Reputation: 4481
df <- read.csv(
text = '"2019-Jan","2019-Feb",
"3","1"',
check.names = FALSE
)
OK, so I use check.names = FALSE
and now my column names are not syntactically valid. What are the practical consequences?
df
#> 2019-Jan 2019-Feb
#> 1 3 1 NA
And why is this NA
appearing in my data frame? I didn't put that in my code. Or did I?
Here's the check.names
man page for reference:
check.names
logical. If TRUE then the names of the variables in the data frame are checked to ensure that they are syntactically valid variable names. If necessary they are adjusted (by make.names) so that they are, and also to ensure that there are no duplicates.
Upvotes: 1
Views: 834
Reputation: 545488
The only consequence is that you need to escape or quote the names to work with them. You either string-quote and use standard evaluation with the [[
column subsetting operator:
df[['2019-Jan']]
… or you escape the identifier name with backticks (R confusingly also calls this quoting), and use the $
subsetting:
df$`2019-Jan`
Both work, and can be used freely (as long as they don’t lead to exceedingly unreadable code).

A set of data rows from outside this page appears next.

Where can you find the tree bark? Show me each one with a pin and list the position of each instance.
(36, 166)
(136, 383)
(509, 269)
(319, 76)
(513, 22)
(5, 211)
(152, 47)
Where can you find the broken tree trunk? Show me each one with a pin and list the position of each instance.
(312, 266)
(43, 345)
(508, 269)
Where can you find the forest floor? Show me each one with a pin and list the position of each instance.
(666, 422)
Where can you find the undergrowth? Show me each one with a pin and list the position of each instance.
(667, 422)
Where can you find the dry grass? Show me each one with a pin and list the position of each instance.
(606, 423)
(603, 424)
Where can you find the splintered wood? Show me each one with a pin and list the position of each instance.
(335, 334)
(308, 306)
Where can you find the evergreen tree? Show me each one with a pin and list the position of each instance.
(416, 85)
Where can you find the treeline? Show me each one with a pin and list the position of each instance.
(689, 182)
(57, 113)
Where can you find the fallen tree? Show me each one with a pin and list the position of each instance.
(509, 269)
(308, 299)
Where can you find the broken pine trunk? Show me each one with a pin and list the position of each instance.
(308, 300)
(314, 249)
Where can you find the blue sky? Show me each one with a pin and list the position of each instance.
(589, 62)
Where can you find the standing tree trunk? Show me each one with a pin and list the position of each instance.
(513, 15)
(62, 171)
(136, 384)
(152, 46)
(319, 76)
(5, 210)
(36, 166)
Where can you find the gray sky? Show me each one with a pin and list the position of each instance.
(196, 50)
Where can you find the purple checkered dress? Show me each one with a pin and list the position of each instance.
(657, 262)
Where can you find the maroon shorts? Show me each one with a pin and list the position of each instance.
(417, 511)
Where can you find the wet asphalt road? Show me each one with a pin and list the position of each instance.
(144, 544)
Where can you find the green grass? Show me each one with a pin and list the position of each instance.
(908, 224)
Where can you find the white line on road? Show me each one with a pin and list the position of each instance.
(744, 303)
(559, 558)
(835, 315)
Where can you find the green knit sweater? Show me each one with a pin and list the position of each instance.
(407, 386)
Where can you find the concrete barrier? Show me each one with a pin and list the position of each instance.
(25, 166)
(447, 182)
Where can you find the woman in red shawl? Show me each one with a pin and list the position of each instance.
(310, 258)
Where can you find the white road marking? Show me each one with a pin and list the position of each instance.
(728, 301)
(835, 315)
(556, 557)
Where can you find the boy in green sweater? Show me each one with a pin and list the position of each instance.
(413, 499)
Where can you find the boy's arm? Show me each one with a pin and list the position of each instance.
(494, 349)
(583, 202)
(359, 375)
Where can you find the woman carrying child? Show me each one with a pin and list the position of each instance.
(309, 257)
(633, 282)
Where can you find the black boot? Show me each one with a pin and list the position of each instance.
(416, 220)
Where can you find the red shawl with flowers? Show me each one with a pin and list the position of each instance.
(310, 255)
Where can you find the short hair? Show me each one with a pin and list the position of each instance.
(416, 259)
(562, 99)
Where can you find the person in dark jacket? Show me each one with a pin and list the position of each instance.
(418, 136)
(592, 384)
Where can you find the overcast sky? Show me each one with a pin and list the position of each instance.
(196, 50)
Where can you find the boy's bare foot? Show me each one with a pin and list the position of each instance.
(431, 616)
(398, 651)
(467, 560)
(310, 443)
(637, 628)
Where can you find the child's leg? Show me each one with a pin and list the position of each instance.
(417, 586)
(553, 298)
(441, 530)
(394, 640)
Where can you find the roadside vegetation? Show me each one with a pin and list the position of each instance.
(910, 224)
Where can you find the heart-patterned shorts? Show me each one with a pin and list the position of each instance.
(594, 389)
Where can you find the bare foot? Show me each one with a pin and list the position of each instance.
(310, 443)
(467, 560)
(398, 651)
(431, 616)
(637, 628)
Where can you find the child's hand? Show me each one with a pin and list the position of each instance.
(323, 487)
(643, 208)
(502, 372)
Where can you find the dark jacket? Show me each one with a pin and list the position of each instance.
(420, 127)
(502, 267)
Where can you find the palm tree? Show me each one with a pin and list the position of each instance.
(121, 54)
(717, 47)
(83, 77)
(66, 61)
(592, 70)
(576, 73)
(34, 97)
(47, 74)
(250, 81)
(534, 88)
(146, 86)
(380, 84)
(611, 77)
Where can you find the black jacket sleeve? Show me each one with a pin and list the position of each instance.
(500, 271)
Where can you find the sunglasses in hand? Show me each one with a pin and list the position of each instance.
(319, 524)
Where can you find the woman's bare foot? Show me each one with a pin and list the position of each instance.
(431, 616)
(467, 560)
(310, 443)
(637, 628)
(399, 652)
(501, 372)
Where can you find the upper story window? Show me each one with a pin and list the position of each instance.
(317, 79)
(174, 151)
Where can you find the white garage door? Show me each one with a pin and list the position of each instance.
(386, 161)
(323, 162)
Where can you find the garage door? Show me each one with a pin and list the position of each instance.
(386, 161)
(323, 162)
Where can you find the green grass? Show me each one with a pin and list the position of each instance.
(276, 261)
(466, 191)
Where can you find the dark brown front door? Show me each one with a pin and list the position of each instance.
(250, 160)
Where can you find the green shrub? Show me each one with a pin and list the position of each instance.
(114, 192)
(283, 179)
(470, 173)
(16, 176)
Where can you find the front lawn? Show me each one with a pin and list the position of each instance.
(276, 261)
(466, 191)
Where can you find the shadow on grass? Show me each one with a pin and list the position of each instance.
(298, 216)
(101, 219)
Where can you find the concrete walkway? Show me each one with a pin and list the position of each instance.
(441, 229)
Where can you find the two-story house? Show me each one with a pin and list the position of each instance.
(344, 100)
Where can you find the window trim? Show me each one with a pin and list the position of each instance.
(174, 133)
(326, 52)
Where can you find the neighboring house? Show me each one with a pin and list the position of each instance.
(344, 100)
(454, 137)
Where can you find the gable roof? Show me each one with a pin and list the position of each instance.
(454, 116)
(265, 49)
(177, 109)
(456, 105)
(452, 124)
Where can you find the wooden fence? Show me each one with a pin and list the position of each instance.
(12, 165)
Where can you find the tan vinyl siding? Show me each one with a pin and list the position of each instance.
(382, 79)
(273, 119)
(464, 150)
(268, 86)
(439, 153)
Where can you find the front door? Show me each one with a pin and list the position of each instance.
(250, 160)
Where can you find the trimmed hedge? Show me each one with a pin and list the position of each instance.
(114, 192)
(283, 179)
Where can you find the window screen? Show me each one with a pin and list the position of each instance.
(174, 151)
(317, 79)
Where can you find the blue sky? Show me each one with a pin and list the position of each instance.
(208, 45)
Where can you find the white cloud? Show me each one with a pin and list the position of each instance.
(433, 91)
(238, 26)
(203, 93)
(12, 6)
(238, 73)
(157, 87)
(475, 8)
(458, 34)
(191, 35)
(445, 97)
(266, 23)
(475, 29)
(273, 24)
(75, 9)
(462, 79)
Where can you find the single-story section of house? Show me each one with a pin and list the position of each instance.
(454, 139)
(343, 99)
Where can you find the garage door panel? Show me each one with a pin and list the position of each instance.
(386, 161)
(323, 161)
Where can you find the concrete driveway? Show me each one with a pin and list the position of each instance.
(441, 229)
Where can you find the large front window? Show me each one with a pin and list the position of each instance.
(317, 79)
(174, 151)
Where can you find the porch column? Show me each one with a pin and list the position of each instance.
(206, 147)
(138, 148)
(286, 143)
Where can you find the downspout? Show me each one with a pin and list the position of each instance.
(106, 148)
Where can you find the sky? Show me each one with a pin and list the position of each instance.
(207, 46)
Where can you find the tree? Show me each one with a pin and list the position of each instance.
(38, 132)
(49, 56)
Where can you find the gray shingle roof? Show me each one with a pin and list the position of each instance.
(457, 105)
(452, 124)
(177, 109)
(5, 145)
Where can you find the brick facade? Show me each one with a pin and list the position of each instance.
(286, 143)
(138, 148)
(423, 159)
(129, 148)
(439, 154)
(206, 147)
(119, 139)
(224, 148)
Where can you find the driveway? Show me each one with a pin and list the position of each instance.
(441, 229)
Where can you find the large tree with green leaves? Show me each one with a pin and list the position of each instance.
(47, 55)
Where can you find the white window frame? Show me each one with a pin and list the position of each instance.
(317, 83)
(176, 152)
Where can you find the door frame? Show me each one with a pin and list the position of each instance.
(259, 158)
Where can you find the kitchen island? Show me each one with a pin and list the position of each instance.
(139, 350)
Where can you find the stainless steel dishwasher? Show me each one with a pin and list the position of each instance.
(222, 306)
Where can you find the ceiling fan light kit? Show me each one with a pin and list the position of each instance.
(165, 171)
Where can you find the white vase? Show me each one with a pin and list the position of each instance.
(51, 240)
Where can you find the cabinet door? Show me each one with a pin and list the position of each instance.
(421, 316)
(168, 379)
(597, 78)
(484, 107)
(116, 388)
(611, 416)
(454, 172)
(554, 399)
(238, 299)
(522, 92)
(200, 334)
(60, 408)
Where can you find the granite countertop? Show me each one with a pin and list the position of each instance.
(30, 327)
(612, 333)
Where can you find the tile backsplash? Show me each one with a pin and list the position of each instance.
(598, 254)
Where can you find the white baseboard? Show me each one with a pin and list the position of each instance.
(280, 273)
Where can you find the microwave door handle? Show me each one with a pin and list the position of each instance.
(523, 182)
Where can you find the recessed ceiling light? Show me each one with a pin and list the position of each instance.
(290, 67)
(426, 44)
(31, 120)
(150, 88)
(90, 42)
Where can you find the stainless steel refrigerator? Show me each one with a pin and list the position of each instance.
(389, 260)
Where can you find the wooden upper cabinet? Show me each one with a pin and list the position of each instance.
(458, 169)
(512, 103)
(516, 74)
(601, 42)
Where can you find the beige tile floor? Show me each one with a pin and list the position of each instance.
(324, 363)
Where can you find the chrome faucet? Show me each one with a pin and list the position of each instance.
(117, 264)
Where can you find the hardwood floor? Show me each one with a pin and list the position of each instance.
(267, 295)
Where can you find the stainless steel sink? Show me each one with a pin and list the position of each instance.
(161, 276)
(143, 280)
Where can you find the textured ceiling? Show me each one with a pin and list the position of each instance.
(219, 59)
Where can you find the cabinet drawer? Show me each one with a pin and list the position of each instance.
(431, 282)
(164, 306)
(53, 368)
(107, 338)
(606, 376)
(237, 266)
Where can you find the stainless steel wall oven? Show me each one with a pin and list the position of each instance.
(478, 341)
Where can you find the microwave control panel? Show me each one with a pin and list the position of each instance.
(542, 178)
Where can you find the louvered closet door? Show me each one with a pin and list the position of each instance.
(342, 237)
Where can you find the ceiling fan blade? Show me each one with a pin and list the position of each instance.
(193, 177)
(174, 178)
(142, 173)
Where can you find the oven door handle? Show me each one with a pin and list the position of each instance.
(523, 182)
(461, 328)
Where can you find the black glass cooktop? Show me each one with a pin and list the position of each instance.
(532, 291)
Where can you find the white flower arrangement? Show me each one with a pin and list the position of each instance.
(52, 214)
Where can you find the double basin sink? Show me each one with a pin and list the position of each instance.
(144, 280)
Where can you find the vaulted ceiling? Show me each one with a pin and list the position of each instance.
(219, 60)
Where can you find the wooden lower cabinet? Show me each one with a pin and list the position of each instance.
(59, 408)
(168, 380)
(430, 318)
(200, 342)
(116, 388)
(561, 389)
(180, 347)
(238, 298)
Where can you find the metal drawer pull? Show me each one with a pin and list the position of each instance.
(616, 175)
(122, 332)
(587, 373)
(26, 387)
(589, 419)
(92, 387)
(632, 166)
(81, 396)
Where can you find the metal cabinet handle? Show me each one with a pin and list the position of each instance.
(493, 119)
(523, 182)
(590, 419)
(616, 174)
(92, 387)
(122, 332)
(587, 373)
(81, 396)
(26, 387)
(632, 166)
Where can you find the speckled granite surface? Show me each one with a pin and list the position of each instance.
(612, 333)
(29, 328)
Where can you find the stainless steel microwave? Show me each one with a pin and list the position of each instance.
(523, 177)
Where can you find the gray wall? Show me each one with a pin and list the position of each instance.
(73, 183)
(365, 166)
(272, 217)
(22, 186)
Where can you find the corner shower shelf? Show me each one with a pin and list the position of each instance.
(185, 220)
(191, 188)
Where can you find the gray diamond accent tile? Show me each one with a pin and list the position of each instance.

To make matters more confusing, R allows using '…'
and "…"
instead of `…`
in certain contexts:
df$'2019-Jan'
Here, '2019-Jan'
is not a character string as far as R is concerned! It’s an escaped identifier name.1
This last one is a really bad idea because it confuses names2 with character strings, which are fundamentally different. The R documentation advises against this. Personally I’d go further: writing 'foo'
instead of `foo`
to refer to a name should become a syntax error in future versions of R.
1 Kind of. The R parser treats it as a character string. In particular, both '
and "
can be used, and are treated identically. But during the subsequent evaluation of the expression, it is treated as a name.
2 “Names”, or “symbols”, in R refer to identifiers in code that denote a variable or function parameter. As such, a name is either (a) a function name, (b) a non-function variable name, (c) a parameter name in a function declaration, or (d) an argument name in a function call.
Upvotes: 3
Reputation: 28675
The NA
issue is unrelated to the names. read.csv
is expecting an input with no comma after the last column. You have a comma after the last column, so read.csv
reads the blank space after "2019-Feb",
as the column name of the third column. There is no data for this column, so an NA
value is assigned.
Remove the extra comma and it reads properly. Of course, it may be easier to just remove the last column after using read.csv
.
df <- read.csv(
text = '"2019-Jan","2019-Feb"
"3","1"',
check.names = FALSE
)
df
# 2019-Jan 2019-Feb
# 1 3 1
Upvotes: 3
Reputation: 16090
Consider df$foo
where foo is a column name. Syntactically invalid names will not work.
As for the NA it’s a consequence of there being three columns in your first line and only two in your second.
Upvotes: 2